Der französische Maler und Bildhauer Edgar Degas war ein geradezu besessener Meister der Bewegung, allein 1.500 Bilder von Tänzerinnen zählt sein umfangreiches Werk. Von Stillleben zu Cabarets, von Pferderennen zu lärmigen Straßen ließ Degas keine Ecke der Pariser Vergnügungswelt aus. Ohne sich in eine Schublade stecken zu lassen, inspirierte und spiegelte er mit seinen Studien der Körperlichkeit den Impressionismus und wuchs schließlich über ihn hinaus.
Edgar Degas (18341917), der meist mit der Entstehung des Impressionismus in Paris Mitte des 19. Jahrhunderts in Verbindung gebracht wird, war tatsächlich nur schwer einzuordnen. Er entwickelte einen ganz eigenen Stil, der gleichermaßen geprägt war vom Studium der alten Meister wie vom Tempo und Rhythmus der modernen Großstadt und der Lust am Experiment. Als ältester Spross einer wohlhabenden, kunstsinnigen Familie war Degas Mitveranstalter einer Reihe von Ausstellungen impressionistischer Kunst, setzte sich aber schon bald von der Gruppe ab, um einen realistischeren Ansatz zu verfolgen. Seine Motive fand er in den belebten, lärmigen Straßen von Paris, aber auch in den Amüsierbetrieben der Stadt, wie etwa beim Pferderennen, im Varieté und vor allem beim Ballett.
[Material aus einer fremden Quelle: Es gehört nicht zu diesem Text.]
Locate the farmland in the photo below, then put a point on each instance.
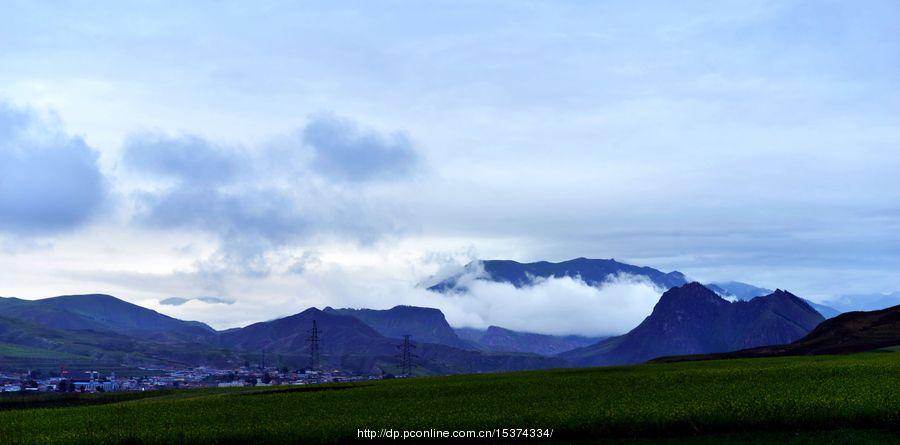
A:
(788, 399)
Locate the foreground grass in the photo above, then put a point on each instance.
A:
(790, 400)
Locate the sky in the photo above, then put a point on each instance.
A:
(281, 155)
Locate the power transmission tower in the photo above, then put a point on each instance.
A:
(406, 356)
(314, 347)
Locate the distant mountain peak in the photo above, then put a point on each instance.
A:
(594, 272)
(692, 319)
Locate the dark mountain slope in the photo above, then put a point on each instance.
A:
(592, 271)
(847, 333)
(746, 292)
(348, 343)
(340, 335)
(424, 325)
(103, 313)
(498, 339)
(692, 319)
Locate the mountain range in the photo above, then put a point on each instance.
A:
(596, 272)
(497, 339)
(847, 333)
(692, 319)
(103, 331)
(689, 319)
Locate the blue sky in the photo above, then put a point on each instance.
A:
(286, 154)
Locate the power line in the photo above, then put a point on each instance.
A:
(313, 347)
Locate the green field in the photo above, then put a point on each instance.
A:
(848, 399)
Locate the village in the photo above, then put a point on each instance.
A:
(152, 379)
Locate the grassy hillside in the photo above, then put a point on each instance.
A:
(789, 399)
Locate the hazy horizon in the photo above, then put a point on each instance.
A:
(284, 156)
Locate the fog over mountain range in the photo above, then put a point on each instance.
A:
(688, 318)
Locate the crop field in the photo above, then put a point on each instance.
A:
(848, 399)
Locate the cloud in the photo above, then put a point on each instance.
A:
(559, 306)
(49, 181)
(189, 159)
(261, 201)
(344, 151)
(178, 301)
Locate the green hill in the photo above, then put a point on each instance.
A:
(849, 399)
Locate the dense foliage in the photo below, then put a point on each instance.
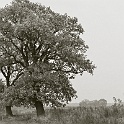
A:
(45, 49)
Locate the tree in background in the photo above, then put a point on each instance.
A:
(10, 71)
(48, 46)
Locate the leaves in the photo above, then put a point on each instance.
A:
(46, 50)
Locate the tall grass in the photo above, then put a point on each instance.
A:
(71, 115)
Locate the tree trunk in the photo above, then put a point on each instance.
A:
(9, 111)
(39, 108)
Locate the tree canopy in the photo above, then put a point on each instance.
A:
(49, 49)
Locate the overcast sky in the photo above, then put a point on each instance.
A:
(103, 22)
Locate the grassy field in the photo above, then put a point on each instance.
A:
(70, 115)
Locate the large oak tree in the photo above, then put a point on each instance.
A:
(49, 47)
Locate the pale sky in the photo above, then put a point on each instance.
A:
(103, 22)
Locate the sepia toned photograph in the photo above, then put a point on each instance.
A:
(61, 62)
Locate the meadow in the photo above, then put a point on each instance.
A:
(69, 115)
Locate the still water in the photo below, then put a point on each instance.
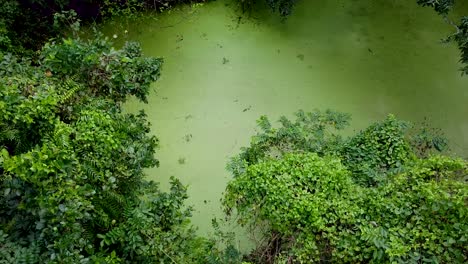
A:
(223, 70)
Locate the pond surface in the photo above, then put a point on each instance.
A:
(222, 71)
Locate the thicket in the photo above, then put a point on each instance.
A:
(312, 195)
(72, 187)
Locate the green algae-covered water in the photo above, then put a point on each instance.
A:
(223, 70)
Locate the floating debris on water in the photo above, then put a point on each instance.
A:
(181, 160)
(179, 38)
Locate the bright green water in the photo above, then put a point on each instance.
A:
(368, 58)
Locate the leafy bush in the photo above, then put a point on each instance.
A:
(367, 198)
(72, 163)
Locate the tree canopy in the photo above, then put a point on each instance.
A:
(71, 164)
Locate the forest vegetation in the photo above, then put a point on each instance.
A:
(72, 162)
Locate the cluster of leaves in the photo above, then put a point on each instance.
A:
(318, 197)
(460, 37)
(71, 165)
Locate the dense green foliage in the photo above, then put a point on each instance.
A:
(71, 164)
(460, 36)
(319, 197)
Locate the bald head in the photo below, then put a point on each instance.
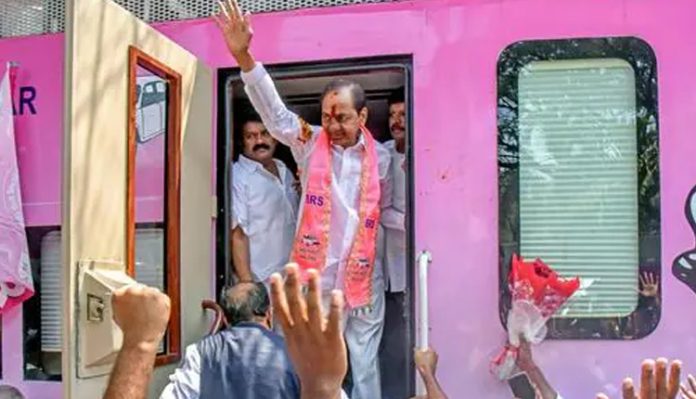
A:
(246, 302)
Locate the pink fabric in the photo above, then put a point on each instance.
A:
(312, 240)
(16, 283)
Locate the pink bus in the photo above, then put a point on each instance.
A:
(550, 129)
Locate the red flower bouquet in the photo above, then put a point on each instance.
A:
(537, 293)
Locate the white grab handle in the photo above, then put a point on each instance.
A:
(424, 259)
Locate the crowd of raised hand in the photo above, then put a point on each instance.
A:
(315, 345)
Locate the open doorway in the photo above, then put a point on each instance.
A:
(300, 87)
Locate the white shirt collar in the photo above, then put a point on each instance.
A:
(358, 146)
(252, 166)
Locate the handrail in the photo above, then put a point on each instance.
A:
(220, 320)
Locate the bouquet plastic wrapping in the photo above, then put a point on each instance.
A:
(537, 293)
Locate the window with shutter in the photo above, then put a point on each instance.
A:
(578, 176)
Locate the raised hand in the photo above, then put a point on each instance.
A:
(655, 381)
(142, 313)
(237, 32)
(315, 345)
(689, 392)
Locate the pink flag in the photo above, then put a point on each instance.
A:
(16, 284)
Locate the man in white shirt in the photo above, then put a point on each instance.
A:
(264, 207)
(343, 118)
(246, 360)
(393, 218)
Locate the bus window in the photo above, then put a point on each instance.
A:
(579, 178)
(153, 187)
(385, 86)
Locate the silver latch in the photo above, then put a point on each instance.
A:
(95, 308)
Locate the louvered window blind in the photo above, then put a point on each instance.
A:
(578, 204)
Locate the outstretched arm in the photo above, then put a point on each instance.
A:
(284, 125)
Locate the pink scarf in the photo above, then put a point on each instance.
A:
(16, 284)
(312, 239)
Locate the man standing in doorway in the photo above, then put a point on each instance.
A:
(393, 218)
(264, 207)
(345, 181)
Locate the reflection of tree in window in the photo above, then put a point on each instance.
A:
(513, 66)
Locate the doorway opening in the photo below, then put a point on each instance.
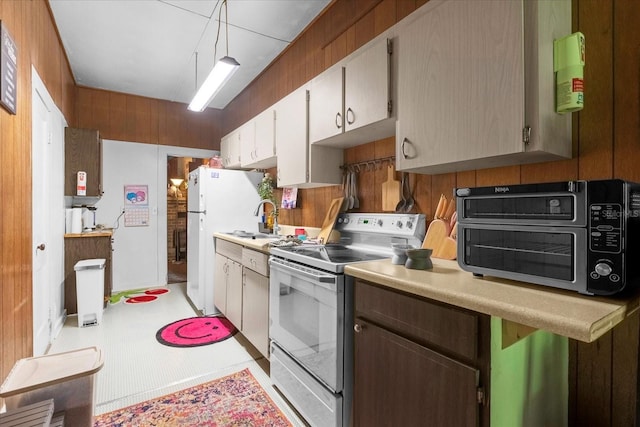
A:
(178, 169)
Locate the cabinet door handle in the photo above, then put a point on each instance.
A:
(353, 115)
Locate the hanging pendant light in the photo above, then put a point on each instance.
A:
(219, 75)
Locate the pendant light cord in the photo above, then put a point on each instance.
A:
(226, 24)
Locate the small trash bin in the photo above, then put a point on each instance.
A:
(67, 378)
(89, 291)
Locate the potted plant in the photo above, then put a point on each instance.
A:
(265, 190)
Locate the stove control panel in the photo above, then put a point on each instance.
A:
(413, 225)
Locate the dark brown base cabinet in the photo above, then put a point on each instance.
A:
(79, 248)
(418, 362)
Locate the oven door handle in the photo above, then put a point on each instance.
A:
(325, 280)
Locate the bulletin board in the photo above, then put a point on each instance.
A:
(136, 206)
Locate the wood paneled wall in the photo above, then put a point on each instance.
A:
(125, 117)
(606, 144)
(31, 26)
(606, 134)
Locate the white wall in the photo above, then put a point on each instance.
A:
(139, 259)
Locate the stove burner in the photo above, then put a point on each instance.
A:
(341, 259)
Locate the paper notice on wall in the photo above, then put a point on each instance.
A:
(136, 205)
(289, 198)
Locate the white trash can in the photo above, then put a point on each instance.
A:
(68, 378)
(90, 291)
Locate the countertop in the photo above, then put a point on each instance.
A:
(261, 245)
(566, 313)
(101, 233)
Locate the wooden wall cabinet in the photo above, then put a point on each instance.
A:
(350, 104)
(468, 97)
(79, 248)
(299, 163)
(82, 152)
(418, 360)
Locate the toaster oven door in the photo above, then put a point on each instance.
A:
(548, 209)
(553, 256)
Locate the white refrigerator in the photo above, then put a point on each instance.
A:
(219, 200)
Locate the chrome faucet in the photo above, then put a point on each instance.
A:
(275, 217)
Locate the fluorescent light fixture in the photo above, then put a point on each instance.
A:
(221, 73)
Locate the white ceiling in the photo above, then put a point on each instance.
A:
(149, 47)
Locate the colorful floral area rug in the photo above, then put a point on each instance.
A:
(234, 400)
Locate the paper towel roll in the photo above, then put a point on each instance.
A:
(67, 220)
(76, 220)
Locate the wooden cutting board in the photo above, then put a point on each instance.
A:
(330, 220)
(390, 191)
(436, 233)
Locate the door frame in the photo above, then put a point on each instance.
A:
(52, 210)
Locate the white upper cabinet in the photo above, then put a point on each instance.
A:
(350, 103)
(230, 149)
(326, 105)
(367, 86)
(299, 164)
(468, 96)
(257, 140)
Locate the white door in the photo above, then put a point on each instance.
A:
(41, 164)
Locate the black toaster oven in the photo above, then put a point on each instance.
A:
(576, 235)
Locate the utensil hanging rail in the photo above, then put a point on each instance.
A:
(368, 165)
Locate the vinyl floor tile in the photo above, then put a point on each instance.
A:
(137, 367)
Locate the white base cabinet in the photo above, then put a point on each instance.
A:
(241, 291)
(255, 306)
(227, 292)
(468, 97)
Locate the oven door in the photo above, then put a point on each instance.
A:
(306, 312)
(553, 256)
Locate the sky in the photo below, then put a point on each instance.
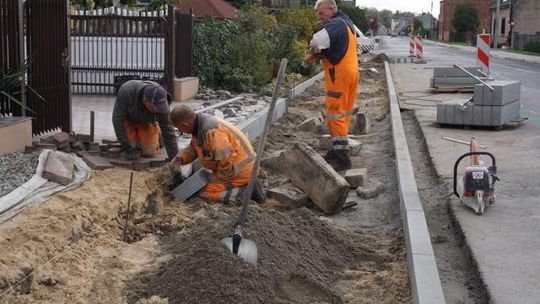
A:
(415, 6)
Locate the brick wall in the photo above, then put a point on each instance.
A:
(446, 30)
(526, 14)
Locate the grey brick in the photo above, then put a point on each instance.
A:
(356, 177)
(59, 168)
(191, 185)
(486, 116)
(309, 172)
(290, 196)
(454, 72)
(96, 162)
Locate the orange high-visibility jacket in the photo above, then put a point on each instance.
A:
(341, 77)
(221, 147)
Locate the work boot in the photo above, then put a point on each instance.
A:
(330, 155)
(342, 161)
(258, 194)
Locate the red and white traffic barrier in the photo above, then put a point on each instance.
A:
(482, 53)
(412, 48)
(419, 49)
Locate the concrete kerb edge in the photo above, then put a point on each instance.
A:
(304, 85)
(424, 277)
(495, 54)
(452, 204)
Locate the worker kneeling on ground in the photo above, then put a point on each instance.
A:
(336, 45)
(221, 148)
(140, 113)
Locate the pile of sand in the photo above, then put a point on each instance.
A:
(301, 260)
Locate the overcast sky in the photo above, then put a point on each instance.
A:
(415, 6)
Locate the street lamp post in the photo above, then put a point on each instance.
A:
(496, 25)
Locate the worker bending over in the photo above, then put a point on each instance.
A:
(140, 113)
(221, 148)
(336, 45)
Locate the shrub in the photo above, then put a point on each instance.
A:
(533, 46)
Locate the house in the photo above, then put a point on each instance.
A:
(429, 23)
(447, 31)
(219, 9)
(399, 25)
(503, 25)
(524, 22)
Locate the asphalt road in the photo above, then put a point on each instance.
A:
(505, 241)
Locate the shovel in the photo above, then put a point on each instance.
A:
(239, 246)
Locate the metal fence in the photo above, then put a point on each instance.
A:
(10, 49)
(520, 41)
(109, 46)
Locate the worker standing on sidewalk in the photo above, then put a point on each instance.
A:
(336, 45)
(221, 148)
(140, 113)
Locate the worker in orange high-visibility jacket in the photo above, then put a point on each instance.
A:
(336, 45)
(221, 148)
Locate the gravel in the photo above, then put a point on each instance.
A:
(15, 169)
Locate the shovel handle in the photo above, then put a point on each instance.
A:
(260, 147)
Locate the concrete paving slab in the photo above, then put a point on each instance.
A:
(504, 242)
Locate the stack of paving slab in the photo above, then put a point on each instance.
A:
(488, 108)
(450, 77)
(97, 156)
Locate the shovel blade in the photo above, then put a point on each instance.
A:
(247, 249)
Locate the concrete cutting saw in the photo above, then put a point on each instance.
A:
(475, 187)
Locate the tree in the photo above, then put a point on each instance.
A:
(386, 18)
(466, 18)
(358, 16)
(239, 3)
(418, 26)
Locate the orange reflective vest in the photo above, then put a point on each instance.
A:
(341, 75)
(221, 147)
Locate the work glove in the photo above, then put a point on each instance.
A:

Aus einfallsreichen, oft unkonventionellen Blickwinkeln zeigen rund 1.500 seiner Arbeiten Tänzerinnen, bevorzugt in unbeobachteten, intimen Momenten hinter der Bühne, bei der Toilette, beim Ausruhen, bei der Pflege und Disziplinierung ihrer Körper, wobei ihm eine neue, einzigartige Perspektive auf den weiblichen Körper gelingt. Bilder wie Foyer in der Oper (1872), Musiker im Orchester (1872) und viele mehr vermitteln einen ersten Eindruck vom Werk Degas, das sich jeder Kategorisierung entzog und durchaus vielfältiger ist, als seine populären Ballettbilder vermuten lassen.
Autorentext
Bernd Growe (1950-1992) war von 1979 bis 1990 als Kunsthistoriker an der Justus-Liebig-Universität in Gießen tätig. Bei TASCHEN erschien seine Monografie über Edgar Degas.
Klappentext
Tänzerinnen - das Lieblingsthema von Edgar Degas
"Keine Kunst ist weniger spontan als die meine. Inspiration, Spontaneität und Temperament sind mir unbekannt. Das gleiche Sujet muss man zehn-, sogar hundertmal wiederholen. Nichts in der Kunst sollte zufällig aussehen, nicht einmal Bewegung." Edgar Degas
Der Schlüssel zum Verständnis der Themen und Techniken im Frühwerk von Edgar Degas (1834-1917) ist die klassische Malerei. Obwohl er den Impressionisten nahe stand und sogar an ihren Gruppenausstellungen teilnahm, verfolgte Degas niemals einen rein impressionistischen Ansatz.
Seine Arbeit spiegelt eine äußerst persönliche und psychologische Perspektive wider und betont das Szenische oder konzentriert sich auf Details. Degas' Malerei wird daher oftmals im Zusammenhang mit dem Aufstieg moderner Fotografietechniken diskutiert. Die Natur erwies sich für den Künstler als ein weniger interessantes Thema als das Leben und die Bewohner der modernen Metropolen. Er fand seine Motive vornehmlich in Ballettsälen, auf der Rennstrecke, im Zirkus oder in Schlafzimmern - Tänzerinnen blieben jedoch immer sein Lieblingsthema.